Gaza’s hospital chief warned on Sunday that medics are facing multiple crises amid deadly violence between Palestinian militants and Israel, with medicine and electricity urgently needed to continue treating patients.
Muhammad Abu Salmiya said wounded were arriving “every minute” at Shifa Hospital in Gaza City.
“There is a crisis in medicine, a crisis in medicines, a crisis in electricity,” said Salmia, the hospital’s general director.
Thirty-one Gazans have been killed and 275 wounded in fighting since Friday, when Israel shelled Islamic Jihad positions and the armed group retaliated by firing rockets across the border.
Gaza’s only power plant shut down on Saturday due to a lack of fuel, four days after Israel closed its crossings with the territory for security reasons.
“The situation is very bad,” said Salmia. “We urgently need to open the borders to bring in drugs, (fuel for) electricity.”
Diesel for the power plant is usually trucked in from Egypt or Israel, which has maintained a blockade of the enclave since Hamas militants took control of Gaza in 2007.
Gaza’s Ministry of Health predicts that a power outage will halt medical services on Tuesday afternoon as generators run out of fuel.
Potentially life-saving facilities, such as operating rooms and ventilators in hospitals, require electricity to keep running.
There are also fears that fuel shortages in the Palestinian territory could affect ambulances, the UN humanitarian agency OCHA said.
A spokesman for the Israeli military said there was “deep concern about the humanitarian situation in Gaza”.
According to OCHA, the enclave’s 2.3 million residents experience regular power outages, with only 11 hours a day on average last month.
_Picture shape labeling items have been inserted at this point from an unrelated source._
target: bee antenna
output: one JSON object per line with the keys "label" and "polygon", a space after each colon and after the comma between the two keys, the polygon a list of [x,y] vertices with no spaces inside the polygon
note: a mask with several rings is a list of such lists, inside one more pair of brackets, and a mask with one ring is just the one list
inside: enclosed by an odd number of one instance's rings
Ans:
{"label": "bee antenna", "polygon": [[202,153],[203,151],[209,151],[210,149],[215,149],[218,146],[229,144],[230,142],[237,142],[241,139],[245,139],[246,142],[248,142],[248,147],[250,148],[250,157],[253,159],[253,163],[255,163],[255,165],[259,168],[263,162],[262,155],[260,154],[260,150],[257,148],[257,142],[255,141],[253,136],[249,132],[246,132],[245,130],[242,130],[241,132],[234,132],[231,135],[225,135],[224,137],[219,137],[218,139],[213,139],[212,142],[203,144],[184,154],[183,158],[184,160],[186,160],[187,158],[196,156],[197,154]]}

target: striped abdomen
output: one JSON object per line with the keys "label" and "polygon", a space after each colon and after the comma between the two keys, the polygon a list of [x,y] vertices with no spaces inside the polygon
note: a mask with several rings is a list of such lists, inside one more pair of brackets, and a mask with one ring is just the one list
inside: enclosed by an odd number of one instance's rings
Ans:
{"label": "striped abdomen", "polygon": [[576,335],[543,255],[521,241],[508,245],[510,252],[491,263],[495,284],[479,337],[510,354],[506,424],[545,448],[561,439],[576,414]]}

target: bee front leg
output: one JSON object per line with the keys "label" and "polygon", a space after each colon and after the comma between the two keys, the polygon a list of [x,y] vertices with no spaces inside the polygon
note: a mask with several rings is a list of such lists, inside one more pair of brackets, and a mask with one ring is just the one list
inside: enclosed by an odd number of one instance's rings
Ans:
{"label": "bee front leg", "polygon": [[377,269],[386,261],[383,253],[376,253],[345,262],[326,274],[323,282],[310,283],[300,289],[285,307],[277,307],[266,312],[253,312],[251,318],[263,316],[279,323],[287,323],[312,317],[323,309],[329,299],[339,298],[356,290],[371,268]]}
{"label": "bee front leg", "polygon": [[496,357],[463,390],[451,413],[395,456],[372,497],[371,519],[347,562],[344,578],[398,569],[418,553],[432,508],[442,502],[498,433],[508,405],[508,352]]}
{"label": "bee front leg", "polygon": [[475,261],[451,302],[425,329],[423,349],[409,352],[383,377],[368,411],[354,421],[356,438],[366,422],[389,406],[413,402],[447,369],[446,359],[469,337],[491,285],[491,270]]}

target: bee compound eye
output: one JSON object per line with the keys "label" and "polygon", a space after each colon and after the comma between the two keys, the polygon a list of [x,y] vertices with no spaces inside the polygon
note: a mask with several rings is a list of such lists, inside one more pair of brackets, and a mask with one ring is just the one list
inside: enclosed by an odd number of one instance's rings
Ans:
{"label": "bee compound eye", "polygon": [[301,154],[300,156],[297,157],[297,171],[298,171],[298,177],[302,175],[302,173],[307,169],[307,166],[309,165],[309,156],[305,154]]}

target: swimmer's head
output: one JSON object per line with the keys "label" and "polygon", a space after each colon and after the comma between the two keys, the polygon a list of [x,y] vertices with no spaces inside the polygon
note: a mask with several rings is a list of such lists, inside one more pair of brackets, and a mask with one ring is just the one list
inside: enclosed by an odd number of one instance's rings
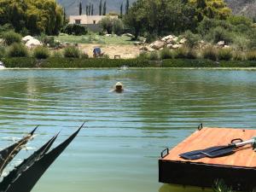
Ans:
{"label": "swimmer's head", "polygon": [[123,90],[123,84],[120,82],[118,82],[115,84],[115,90]]}

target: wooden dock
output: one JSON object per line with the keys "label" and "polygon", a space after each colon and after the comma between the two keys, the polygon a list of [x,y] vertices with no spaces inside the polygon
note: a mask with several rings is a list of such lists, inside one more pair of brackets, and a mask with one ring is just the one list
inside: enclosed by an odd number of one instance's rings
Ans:
{"label": "wooden dock", "polygon": [[235,138],[249,140],[256,130],[203,128],[173,148],[159,160],[159,181],[165,183],[212,187],[216,179],[224,181],[233,189],[252,191],[256,187],[256,152],[250,146],[242,147],[230,155],[218,158],[183,160],[179,154],[228,145]]}

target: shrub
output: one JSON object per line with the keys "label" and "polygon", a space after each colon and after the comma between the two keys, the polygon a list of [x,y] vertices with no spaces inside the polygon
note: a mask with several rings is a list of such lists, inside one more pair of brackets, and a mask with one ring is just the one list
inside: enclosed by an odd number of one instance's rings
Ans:
{"label": "shrub", "polygon": [[243,61],[243,60],[245,60],[245,56],[244,56],[243,53],[241,52],[241,51],[234,51],[232,53],[232,55],[233,55],[233,60],[234,61]]}
{"label": "shrub", "polygon": [[79,58],[80,57],[80,50],[74,46],[69,46],[64,49],[64,57],[73,57]]}
{"label": "shrub", "polygon": [[219,49],[218,51],[218,60],[230,61],[232,58],[232,50],[231,49]]}
{"label": "shrub", "polygon": [[165,47],[162,50],[160,51],[160,55],[162,60],[172,58],[172,51],[167,47]]}
{"label": "shrub", "polygon": [[190,31],[185,32],[183,37],[186,38],[185,45],[189,48],[194,48],[198,46],[200,41],[200,36],[198,34],[194,34]]}
{"label": "shrub", "polygon": [[212,61],[217,61],[218,53],[216,48],[213,46],[207,46],[202,50],[202,57]]}
{"label": "shrub", "polygon": [[87,27],[78,24],[68,24],[64,29],[63,32],[69,35],[86,35],[88,32]]}
{"label": "shrub", "polygon": [[113,20],[113,32],[114,34],[120,36],[124,31],[124,24],[123,21],[119,19]]}
{"label": "shrub", "polygon": [[89,59],[89,55],[87,53],[83,53],[83,54],[81,54],[81,58],[82,59]]}
{"label": "shrub", "polygon": [[33,56],[37,59],[46,59],[49,56],[49,49],[44,46],[36,47],[33,51]]}
{"label": "shrub", "polygon": [[4,32],[3,35],[3,38],[4,39],[4,43],[7,45],[11,45],[14,43],[21,42],[21,36],[13,31]]}
{"label": "shrub", "polygon": [[227,44],[233,42],[232,34],[221,26],[217,26],[212,29],[208,35],[207,35],[206,38],[207,41],[212,41],[215,44],[219,41],[224,41]]}
{"label": "shrub", "polygon": [[256,61],[256,50],[250,50],[246,53],[247,60]]}
{"label": "shrub", "polygon": [[28,56],[26,47],[21,44],[14,43],[8,50],[8,56],[9,57],[26,57]]}
{"label": "shrub", "polygon": [[60,58],[60,57],[63,57],[63,55],[61,51],[55,50],[52,53],[51,57]]}
{"label": "shrub", "polygon": [[109,17],[104,17],[99,22],[101,28],[106,31],[108,34],[112,34],[113,32],[113,20]]}
{"label": "shrub", "polygon": [[150,61],[156,61],[159,60],[159,55],[157,51],[153,51],[151,53],[148,53],[148,59]]}

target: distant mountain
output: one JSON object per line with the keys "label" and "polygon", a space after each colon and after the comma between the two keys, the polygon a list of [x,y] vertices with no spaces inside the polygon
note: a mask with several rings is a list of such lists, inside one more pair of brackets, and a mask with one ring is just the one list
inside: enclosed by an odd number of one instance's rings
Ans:
{"label": "distant mountain", "polygon": [[[78,15],[80,0],[57,0],[60,4],[65,7],[67,14]],[[94,4],[94,13],[99,13],[99,3],[101,0],[81,0],[83,5],[83,13],[85,13],[86,4]],[[136,0],[130,0],[131,4]],[[235,15],[242,15],[249,17],[256,16],[256,0],[224,0],[228,6],[232,9]],[[104,0],[102,0],[104,2]],[[123,3],[124,12],[126,0],[107,0],[107,12],[114,11],[119,13],[121,3]]]}

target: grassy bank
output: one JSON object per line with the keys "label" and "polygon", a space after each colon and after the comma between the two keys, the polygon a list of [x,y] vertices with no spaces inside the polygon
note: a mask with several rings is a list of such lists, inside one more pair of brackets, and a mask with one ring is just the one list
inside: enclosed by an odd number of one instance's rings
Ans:
{"label": "grassy bank", "polygon": [[141,59],[110,60],[81,58],[48,58],[37,60],[32,57],[3,58],[6,67],[42,68],[86,68],[86,67],[256,67],[256,61],[220,61],[205,59],[166,59],[153,61]]}
{"label": "grassy bank", "polygon": [[61,43],[68,42],[72,44],[133,44],[129,37],[119,36],[100,36],[95,33],[81,36],[60,35],[55,38]]}

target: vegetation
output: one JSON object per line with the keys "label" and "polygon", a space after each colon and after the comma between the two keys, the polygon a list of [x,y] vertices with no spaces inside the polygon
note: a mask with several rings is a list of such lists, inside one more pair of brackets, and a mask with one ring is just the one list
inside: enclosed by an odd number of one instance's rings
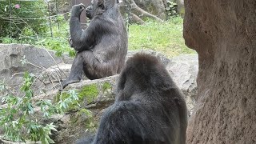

The UN agency warned on Saturday that without an increase in electricity, Gaza would soon see “a reduction in its water supply from wells and desalination plants”.
Ahad Ferwana, a resident of Gaza, said people get sick when the water supply is cut off.
The blackout “affects all areas of life in the Gaza Strip,” he said AFP.
“This is disrupting people’s lives, especially with the intense heat that has hit the region,” he said.
“It forces people to leave their homes, which puts their lives at risk because of the continuous bombardment.”